22-Year-Old Creates 3D Scanner That Can Diagnose Heart Disease In 90 Seconds

Adults head to the emergency room all the time thinking they're having a heart attack when they're actually just dealing with muscle pain, severe heartburn, high blood pressure symptoms or anxiety.

In fact, only 6% of adults over 45 who go to the ER for non-specific chest pain are actually having a heart attack, resulting in a lot of time and money wasted by both the patient and the hospital.

Unfortunately this is all happening because it's extremely difficult to diagnose heart disease, and lots of testing is required to rule out serious conditions, so doctors are seeking a better way- and 22-year-old Peeyush Shrivastava thinks he may have found it.

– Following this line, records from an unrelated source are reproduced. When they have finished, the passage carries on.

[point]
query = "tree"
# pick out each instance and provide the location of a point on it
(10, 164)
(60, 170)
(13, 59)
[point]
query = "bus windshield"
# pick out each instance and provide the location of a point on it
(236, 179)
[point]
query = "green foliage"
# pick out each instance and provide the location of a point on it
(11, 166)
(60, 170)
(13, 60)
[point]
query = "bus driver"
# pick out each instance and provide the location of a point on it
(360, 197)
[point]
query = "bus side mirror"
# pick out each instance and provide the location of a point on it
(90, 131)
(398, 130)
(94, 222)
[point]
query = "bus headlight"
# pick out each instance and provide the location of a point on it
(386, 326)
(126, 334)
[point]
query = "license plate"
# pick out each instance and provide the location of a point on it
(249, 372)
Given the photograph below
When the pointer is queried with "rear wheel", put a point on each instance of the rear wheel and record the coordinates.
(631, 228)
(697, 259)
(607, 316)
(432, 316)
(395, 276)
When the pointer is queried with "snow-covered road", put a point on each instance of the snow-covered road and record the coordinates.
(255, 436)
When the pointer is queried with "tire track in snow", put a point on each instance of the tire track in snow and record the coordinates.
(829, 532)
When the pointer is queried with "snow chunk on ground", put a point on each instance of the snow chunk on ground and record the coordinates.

Peeyush came up with a method of using 3D scanner technology to scan a patient and tell if they're having cardiac or non-cardiac chest pain:

Shrivastava says his company's scanner, called Faraday, can dramatically speed up that process, do it more accurately and make it more comfortable for the patient. It uses artificial intelligence to create thousands of 3-D maps of a patient's heart to tell doctors what is, or isn't, causing chest pain.
Shrivastava's team's method is noninvasive. There aren't needle pricks and blood draws. "The beauty of magnetic fields is, they are undistorted by the lungs, by the skin, so the signal you're getting is very high-fidelity. It's very pure," he said. "So you can hold sensors right above the chest and still get that high-quality signal. No radiation. No contact. No nothing."
Usually, a chest pain patient needs to take their shirt so a nurse can smear cold gel across their chest or place sticky adhesives with electrodes on their skin. But the Genetesis device would make those processes unnecessary. And a nurse or technician can perform the whole test in about 90 seconds.
A system of algorithms in the company's CardioFlux software analyzes the magnetic data into maps that indicate problems like coronary artery disease or ischemia, a lack of blood flow often caused by a buildup or blockage in an artery.
In standard care, patients have to follow up with a cardiac stress test, either while running on a treadmill or by injecting a radioactive isotope into the bloodstream.
And that's another advantage of Shrivastava's technology: He says it can emulate stress without isotopes.